My directory structure looks like this:
-- path
-- parameter_combination_1
- time_average.property1.csv
- time_average.property2.csv
- ...
-- parameter_combination_2
- time_average.property1.csv
- time_average.property2.csv
- ...
-- ...
I would like to create a rule which aggregates information of all files which carry the time_average
name, for the wildcards {filename} (e.g. property1.csv
) and {path}.
Hence, the input files for the example wildcard would be:
path/parameter_combination_1/time_average.property1.csv
path/parameter_combination_2/time_average.property1.csv
path/parameter_combination_3/time_average.property1.csv
I know that with expand
I can cover parameter combinations. This requires me to specify the parameters to be covered, e.g. I could write a rule with a fixed list parameter_combinations
as follows (and similar to this section in the Snakemake tutorial:
rule aggregate_time_averages:
input:
expand("{path}/{parameter_combination}/time_average.{filename}", parameter_combination=['parameter_combination_1', 'parameter_combination_2'])
output:
"{path}/aggregate.{filename}"
Is there a way to glob / to collect all parameter_combination_*
folders without having to specify a fixed list?
What would be the best practice in this case?
I also read about the glob_wildcards
function here.
I would expect something like this to work:
PROJECT_PATHS, PARAMS_COMBS, SEEDS = glob_wildcards("{path}/{parameter_combination}/{seed}/config.yaml")
rule aggregate_time_averages:
input:
expand("{path}/{parameter_combination}/time_avg.{filename}", parameter_combination=PARAMS_COMBS)
output:
"{path}/aggregate.{filename}"
With the command:
snakemake --cores 1 test_project/aggregate.order_parameter.csv --use-conda
I then get the error No values given for wildcard 'path'.
(which then cannot be processed by expand anymore I guess, so maybe I should not be using expand
here at all?).
Also glob_wildcards
in the global snakemake scope gives me ALL wildcards, what I want however is just the wildcards for {parameter_combination}
that match the {path}
/ {filename}
combination for which the rule is called (so I would expect the globbing to take place in the rule itself).

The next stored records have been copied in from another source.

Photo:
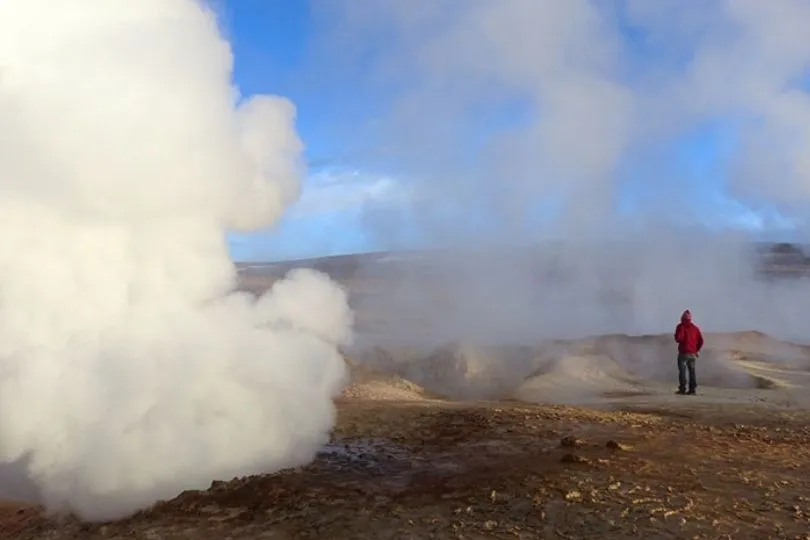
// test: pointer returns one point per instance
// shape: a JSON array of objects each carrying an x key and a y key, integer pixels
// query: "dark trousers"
[{"x": 686, "y": 364}]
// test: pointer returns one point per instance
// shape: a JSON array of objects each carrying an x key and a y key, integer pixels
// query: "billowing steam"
[
  {"x": 619, "y": 139},
  {"x": 128, "y": 372}
]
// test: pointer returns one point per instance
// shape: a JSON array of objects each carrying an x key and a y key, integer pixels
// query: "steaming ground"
[
  {"x": 745, "y": 367},
  {"x": 579, "y": 438},
  {"x": 399, "y": 354}
]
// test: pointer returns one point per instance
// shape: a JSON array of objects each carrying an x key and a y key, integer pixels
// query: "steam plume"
[
  {"x": 608, "y": 95},
  {"x": 128, "y": 371}
]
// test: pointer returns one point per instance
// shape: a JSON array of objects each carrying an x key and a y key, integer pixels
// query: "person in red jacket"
[{"x": 690, "y": 341}]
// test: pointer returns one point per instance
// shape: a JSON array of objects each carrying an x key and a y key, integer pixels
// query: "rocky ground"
[{"x": 436, "y": 469}]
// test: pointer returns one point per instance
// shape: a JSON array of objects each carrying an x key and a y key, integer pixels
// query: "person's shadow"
[{"x": 15, "y": 482}]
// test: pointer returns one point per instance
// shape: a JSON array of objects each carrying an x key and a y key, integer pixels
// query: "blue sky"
[{"x": 348, "y": 182}]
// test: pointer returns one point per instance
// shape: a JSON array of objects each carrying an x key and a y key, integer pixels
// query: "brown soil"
[{"x": 502, "y": 470}]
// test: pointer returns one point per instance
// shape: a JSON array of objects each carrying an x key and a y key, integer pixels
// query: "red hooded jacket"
[{"x": 688, "y": 335}]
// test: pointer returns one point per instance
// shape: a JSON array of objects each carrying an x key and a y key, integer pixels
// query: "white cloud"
[{"x": 336, "y": 190}]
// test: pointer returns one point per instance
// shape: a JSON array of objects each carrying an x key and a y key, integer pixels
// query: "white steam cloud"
[
  {"x": 128, "y": 369},
  {"x": 522, "y": 121}
]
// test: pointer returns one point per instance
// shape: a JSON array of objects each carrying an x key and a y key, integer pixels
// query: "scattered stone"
[
  {"x": 573, "y": 495},
  {"x": 616, "y": 445},
  {"x": 571, "y": 442}
]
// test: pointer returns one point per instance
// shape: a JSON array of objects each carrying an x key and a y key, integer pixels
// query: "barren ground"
[
  {"x": 435, "y": 469},
  {"x": 639, "y": 463}
]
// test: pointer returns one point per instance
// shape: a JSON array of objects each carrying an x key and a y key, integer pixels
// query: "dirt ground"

Thank you for your help :)
Sure, you can use an input function for your rule which evaluates the glob_wildcards
based on the wildcard values given to the rule:
def input_timefiles(wildcards):
param_combs = glob_wildcards(f"{wildcards.path}/{{param_comb}}/time_average.{wildcards.filename}").param_comb
return expand("{path}/{param_comb}/time_average.{filename}", path=wildcards.path, param_comb=param_combs, filename=wildcards.filename)
rule aggregate_time_averages:
input:
input_timefiles
output:
"{path}/aggregate.{filename}"
Note due to the default behaviour of expand(..)
this will produce the combination product of all {path}, {param_comb}, {filename}
which don't necessarily exist. If not all combinations exist, another solution could be to use pathlib.Path.rglob(..)
instead to determine the input files.
If the files are created by an earlier rule and don't exist before the workflow is executed, you might want to look into checkpoint
rules. See this SO answer for details.